December 7, 2025

By

Marco van Hurne

World Models are the next evolution of AI

Humans and their brains, man, what a combination. That soggy three-pound cauliflower in our skulls that hoards our water, guzzles glucose like it’s for free, and drains 20 percent of our total energy budget just so that we’re all able to narrate our misery in high definition. The rest of the body just tries to survive like a federal employee under DOGE, while the brain lounges in its velvet throne, demanding metabolic tribute for the privilege of generating intrusive thoughts and forgetting everybody’s birthdays.

And to make things worse, at some point we became “conscious”, though nobody knows why or who approved that feature rollout. Honestly, half the time it feels like consciousness was an experimental patch pushed at a Friday afternoon at 17:00 by an intoxicated cosmic engineer at Cloudflare, and somehow it shipped to production. And sure, once in a while it helps, like when there’s a tiger in the woods, but mostly it’s a luxury item that backfires, like giving a raccoon a credit card.

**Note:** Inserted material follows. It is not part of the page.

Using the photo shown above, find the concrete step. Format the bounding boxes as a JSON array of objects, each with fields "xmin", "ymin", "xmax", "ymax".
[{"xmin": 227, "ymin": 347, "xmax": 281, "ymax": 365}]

Now, the thing with consciousness is that it came with some shabby abstract mental models that are stitched together from childhood mistakes and misremembered science documentaries. These patchwork representations help us pretend that we understand the world, even though we can barely track our own car keys. Yet we rely on these models to dodge disasters, and make choices that won’t embarrass us in public.

And for a while, we all thought we had invented the digital version of this mental peepshow in the form of the transformer architecture that led us to the Generative AI boom.

Oh, the honeymoon period felt so nice. We fed our little Oompa Loompas some text and images, and it fed us deepfake porn back, and then the whole planet clapped like circus seals because autocomplete suddenly had pimp-like swagger. Every VC on earth wanted to bet their money on the AI that led to “AGI”, despite the fact that transformers can’t keep a grocery list consistent across three sentences. So the frontier guys tried to scale it beyond big – up to 670 billion parameters at DeepSeek – and so we all ended up with chatbots that hallucinate court cases, images of the pope in a puffer jacket, Stephen Hawkins doing tricks at the skatepark, and enough other fake celebrity content to traumatize entire fandoms.

But scientists saw the cracks, the brittle reasoning, the lack of memory, and the attention mechanism that was panting like an asthmatic pug (dog) when sequences got long. Eventually the researchers looked at transformers the way you look at a colleague who leaves raw chicken on the counter.

AGI actually never had a freakin’ chance. Not with that architecture it wouldn’t anyway. Not with that compute bill. And certainly not with that level of confusion.

So the grown-ups in the field did what grown-ups always do when the children are distracted by fancy new nonsense. They simply started building something better. Something predictive of course, certainly something grounded, and absolutely something that doesn’t fold like my will to work on a cold and dark Monday morning the moment you ask it to do physics or long-term planning.

And they delivered.

More rants after the messages:

Connect with me on Linkedin 🙏
Subscribe to TechTonic Shifts to get your daily dose of tech 📰
Please comment, like or clap the article. Whatever you fancy.

Hello World!

World models in AI aim for the same trick, but without the emotional baggage and neuroses. Large Language models learn through real-world trial and flaming error, but with World Models, we let it build an internal simulation (of the world). It’s a private sandbox where it can imagine futures, and plan without destroying physical property or running up a compute bill that makes the CFO sweat through his linen shirt.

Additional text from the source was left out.